Jurors who will decide the fate of Al Qaeda conspirator Zacarias Moussaoui are in for more heartbreaking testimony from family members of those who died in the Sept. 11, 2001, terror attacks.

When Moussaoui's death-penalty trial resumes Monday, prosecutors planned to continue to present victim-impact testimony from those personally affected by 9/11. They have said about 45 such witnesses will testify -- compared, they noted -- with the nearly 3,000 people who died that day.

The jury already has heard about a half-dozen painful accounts of the human toll exacted in the airborne attacks. They included a New York City firefighter whose friend and mentor was killed when he was struck by the body of a person who jumped from one of World Trade Center towers to avoid being burned alive and the suicide note of a woman who lost her husband when his plane crashed into the towers.

Moussaoui is the only person charged in this country in connection with the Sept. 11 attacks.

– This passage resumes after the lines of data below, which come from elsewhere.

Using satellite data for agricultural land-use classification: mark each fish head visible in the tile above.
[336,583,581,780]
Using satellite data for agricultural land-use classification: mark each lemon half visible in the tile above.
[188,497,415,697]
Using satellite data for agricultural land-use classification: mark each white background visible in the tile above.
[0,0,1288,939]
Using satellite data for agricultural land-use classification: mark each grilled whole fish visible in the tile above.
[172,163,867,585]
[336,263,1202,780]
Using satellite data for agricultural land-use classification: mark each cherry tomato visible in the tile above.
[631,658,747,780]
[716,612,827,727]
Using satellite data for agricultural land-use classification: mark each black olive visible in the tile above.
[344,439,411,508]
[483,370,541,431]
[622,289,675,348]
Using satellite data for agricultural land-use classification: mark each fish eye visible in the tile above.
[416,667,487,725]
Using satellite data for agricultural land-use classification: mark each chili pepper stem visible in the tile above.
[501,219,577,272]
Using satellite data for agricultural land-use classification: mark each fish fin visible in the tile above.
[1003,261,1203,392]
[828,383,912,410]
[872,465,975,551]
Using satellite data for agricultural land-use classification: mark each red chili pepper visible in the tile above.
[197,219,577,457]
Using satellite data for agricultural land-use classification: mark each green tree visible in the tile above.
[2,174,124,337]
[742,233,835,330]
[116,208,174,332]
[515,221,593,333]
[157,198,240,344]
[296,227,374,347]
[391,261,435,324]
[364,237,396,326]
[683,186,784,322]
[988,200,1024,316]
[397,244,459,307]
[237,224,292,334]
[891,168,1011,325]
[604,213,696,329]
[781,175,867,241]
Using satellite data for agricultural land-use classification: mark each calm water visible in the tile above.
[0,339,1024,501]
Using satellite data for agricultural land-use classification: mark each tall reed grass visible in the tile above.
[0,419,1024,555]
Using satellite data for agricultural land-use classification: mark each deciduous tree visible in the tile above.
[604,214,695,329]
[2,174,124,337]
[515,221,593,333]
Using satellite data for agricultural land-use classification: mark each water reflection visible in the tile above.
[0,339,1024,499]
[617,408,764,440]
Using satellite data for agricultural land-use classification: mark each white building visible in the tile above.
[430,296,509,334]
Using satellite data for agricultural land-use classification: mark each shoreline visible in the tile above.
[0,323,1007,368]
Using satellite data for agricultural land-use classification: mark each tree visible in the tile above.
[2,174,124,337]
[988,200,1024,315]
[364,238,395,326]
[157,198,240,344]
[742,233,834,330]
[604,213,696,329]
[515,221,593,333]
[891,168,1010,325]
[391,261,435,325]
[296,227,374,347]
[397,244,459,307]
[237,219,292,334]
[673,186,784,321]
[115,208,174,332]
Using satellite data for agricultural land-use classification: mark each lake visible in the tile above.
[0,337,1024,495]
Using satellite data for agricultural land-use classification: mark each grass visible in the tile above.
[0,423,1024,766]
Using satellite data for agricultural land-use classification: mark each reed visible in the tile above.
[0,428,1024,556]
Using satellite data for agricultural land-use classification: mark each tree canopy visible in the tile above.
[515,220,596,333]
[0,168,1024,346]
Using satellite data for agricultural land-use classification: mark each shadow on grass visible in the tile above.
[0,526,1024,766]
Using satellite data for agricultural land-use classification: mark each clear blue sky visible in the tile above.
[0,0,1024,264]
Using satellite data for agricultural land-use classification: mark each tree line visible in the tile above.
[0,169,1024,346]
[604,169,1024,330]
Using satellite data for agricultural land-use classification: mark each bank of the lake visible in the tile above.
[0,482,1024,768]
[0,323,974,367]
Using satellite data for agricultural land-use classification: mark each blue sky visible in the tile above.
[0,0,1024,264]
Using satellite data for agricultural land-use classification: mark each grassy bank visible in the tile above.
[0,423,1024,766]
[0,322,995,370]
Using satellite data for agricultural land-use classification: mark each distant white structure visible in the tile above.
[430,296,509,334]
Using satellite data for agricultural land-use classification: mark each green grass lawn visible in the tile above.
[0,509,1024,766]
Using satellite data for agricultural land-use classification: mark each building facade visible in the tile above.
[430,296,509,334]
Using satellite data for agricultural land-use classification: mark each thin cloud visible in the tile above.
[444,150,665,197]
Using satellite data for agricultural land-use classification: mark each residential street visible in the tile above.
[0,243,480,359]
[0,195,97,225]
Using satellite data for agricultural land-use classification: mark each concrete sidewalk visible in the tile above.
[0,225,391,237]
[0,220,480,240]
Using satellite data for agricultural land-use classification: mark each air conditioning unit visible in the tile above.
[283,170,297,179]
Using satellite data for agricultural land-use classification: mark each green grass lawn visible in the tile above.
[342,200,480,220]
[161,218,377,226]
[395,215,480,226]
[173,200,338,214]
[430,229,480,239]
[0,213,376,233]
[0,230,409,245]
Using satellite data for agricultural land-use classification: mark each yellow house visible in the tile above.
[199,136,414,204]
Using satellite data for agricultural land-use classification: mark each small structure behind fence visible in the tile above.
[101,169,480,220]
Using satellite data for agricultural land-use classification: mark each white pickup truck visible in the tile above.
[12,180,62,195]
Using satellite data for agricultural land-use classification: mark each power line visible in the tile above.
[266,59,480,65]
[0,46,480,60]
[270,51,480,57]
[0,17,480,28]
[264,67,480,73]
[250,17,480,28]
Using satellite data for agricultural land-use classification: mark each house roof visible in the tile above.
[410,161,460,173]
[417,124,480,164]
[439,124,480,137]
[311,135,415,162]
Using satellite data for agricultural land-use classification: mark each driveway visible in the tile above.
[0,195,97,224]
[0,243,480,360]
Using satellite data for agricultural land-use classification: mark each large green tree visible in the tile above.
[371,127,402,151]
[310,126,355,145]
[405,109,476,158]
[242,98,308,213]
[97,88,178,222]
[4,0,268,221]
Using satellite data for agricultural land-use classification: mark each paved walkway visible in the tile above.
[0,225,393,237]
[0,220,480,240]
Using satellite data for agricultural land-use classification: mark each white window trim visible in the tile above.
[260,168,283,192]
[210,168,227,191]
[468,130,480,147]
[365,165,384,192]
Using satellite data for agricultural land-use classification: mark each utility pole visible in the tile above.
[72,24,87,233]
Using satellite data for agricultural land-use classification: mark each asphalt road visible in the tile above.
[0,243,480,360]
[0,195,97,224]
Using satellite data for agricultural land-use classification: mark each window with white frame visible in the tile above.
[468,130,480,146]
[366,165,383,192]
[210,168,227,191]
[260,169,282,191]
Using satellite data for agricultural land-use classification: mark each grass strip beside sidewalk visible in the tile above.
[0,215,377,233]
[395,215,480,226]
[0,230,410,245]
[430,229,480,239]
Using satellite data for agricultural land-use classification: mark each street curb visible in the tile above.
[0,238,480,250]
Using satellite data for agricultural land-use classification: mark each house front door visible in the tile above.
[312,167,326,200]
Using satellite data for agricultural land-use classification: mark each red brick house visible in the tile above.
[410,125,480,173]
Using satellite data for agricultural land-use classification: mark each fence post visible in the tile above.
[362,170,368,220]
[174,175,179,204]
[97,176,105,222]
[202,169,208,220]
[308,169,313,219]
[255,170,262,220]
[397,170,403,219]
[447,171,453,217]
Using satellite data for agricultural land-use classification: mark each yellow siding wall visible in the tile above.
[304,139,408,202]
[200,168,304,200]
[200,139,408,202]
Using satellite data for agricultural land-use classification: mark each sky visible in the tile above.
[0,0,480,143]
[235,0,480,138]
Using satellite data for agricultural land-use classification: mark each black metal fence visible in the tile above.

The jury deciding his fate has already declared him eligible for the death penalty by determining that his actions caused at least one death on 9/11.

Even though he was in jail in Minnesota at the time of the attacks, the jury ruled that lies told by Moussaoui to federal agents a month before the attacks kept them from identifying and stopping some of the hijackers.

Now they must decide whether Moussaoui deserves execution or life in prison.
Defense lawyers hope the jury will spare Moussaoui's life because of his limited role in the attacks, evidence of mental illness and because they say his execution would only fuel his dream of martyrdom.